第6話 おにぎり

残念ながら、ここは机も椅子も無い空間。

謎解きの為の体の姿勢は、リュックを枕がわりにしたうつ伏せスタイルになった。



問1「rice ball in mouth」これはどこか?、答えは4文字。


「ここは私一人だし、ズルしてもいいっしょ」


ハルカは見た目こそギャルではあるが、学校の成績は中の下くらい。

高校に入ってからはが弾け、こんな風貌になってしまったが、根は真面目。学校の帰りはゲーセンに寄ったり、タピったり(2019年ブームとなった、タピオカドリンクを飲む事)するけど、学校の中ではきちんと授業を聞いて、当たり前の様にノートを取った。おかげでリュックの中は学校の勉強道具でギッシリだ。


「これで一発でしょ」

ハルカがリュックから取り出したのは電子辞書。本来はスマートフォンのアプリや、ブラウザでも調べることは出来るのだが、流石に授業中にスマホを触るわけにはいかないので、代わりに電子辞書を持ち歩いていた。


スマホの電波が届かない今、これが物凄く頼りになる。


「今はお父さんに感謝だなぁ……ありがとナス!」


高校の入学祝いに父に買ってもらったものだった。「今はスマホあるし要らないよ」と貰った当時はそう思っていたのだが、なんだかんだ授業で結構役に立った。そして今も。


「『rice ball in mouth』っと」

電子辞書に打ち込む。辞書はすぐに答えを出した。


「『口の中におにぎり』……へー、ライスボールでおにぎりなんだ。なるほどね」

「つまり『お・い・し・い』とか?いや、そんな訳ねーか。そもそも場所聞いてる訳だし」


「ピクニック…公園…?」

ブツブツと呟きながら考える、がとしてピンと来る答えが見つからなかった。


『とりあえず分かることは全部紙に書く。そして「平仮名」、「漢字」、「英単語」に変換してみる。これ基本ね』

頭の中である台詞を思い出した。友達グループでリアル脱出ゲームに行った時、華々しい活躍をしたサキが言ったものだった。


「そもそもおにぎりじゃ無いのかも。単語ごとに出してみるか」

ハルカは電子辞書を叩きながら、それぞれの単語を紙に書き写す。


米、玉、中、口。


「へー、口のmouthとネズミのマウスってスペルが違うんだ。エム、オーユーのエスイーね」

新たな知識を得たところで、書き写した4つの漢字と睨めっこをした。


「米、中、ロって、アメリカ、中国、ロシア見たいじゃん。でもボールの方がよくワカンねぇな」

玉じゃなくて、球体だとしたら地球?ハルカは地球の絵を書きながら考える。

確かに地球を代表する国といえば、世界一の経済大国、人口、国土を持つアメリカ、中国、ロシアだ。しかし、『ちきゅう』という4文字がそのまま正解だとすれば、問題として下手クソ過ぎる気がする。謎解きはもっと、みんなが納得できる解答があるはずだ。


漢字それぞれの頭文字を取ってみるのはどうだろうか?

「こたちく」「またちく」「またなく」…

書いてみたが、どうも答えに行き着く気がしなかった。だが、この漢字4文字が正解に近いような気がしていた。


もう一度、スマホを開いて問題文を確認した。

『rice ball in mouth』


写し間違いは無いみたいだ。lエルいちだったり、oオーゼロと言った騙しも無いようだ。

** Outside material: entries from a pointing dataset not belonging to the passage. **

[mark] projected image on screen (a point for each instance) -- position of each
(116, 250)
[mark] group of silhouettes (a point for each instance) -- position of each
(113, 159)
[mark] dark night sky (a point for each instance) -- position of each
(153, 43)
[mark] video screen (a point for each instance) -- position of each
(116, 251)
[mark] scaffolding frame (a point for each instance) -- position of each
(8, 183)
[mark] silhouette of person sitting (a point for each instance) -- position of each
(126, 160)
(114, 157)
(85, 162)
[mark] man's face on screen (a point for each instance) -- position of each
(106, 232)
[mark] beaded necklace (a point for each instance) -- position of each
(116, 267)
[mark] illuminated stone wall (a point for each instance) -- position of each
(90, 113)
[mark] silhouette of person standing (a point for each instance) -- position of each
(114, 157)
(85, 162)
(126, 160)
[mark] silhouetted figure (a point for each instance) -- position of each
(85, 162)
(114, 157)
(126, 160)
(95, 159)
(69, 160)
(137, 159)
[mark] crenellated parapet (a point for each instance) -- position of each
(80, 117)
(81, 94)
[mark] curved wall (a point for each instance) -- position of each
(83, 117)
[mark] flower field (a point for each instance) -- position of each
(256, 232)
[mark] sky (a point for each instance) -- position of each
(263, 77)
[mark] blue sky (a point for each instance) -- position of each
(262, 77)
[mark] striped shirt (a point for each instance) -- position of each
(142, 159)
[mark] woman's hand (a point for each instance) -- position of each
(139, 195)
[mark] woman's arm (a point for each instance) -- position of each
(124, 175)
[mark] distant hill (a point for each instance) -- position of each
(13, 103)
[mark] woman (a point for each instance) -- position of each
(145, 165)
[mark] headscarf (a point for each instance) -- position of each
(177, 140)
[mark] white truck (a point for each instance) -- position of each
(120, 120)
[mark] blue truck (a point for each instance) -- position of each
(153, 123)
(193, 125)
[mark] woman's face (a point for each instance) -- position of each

というのも、手書きでは無い、書式のフォントが統一されたデジタルな文字列だったからだ。


「ライス、米、ボール、玉、イン、中に……マウス、口……っていうかinだけ名詞じゃ無いんだけどね」


口の中に玉……あっ


「ていうか、そもそもアメリカじゃん!」


ハルカはそのままスマホの画面にある解答欄に文字を打った。『ア・メ・リ・カ』と4文字。

打ち終わり、回答の部分をタップすると……


正解


なんとも陳腐な画面だが、どうやら問1はクリアしたようだ。表示されたのは、ソースコードを初期のまま使用したかの様な、左上に「正解」と小さく書かれた黒い文字。文字通りただの文字だった。せめて画面の中央に大文字や赤文字で表示してくれれば感動はあったが、何はともあれ第一関門を突破した。


「ライスは米、ボールインマウスで口の中に玉」

ハルカは解説するかの様に文字を書く。米の横に大きな口の漢字。口の中に小さな玉を書いて『米国』。つまり答えは『アメリカ』だった。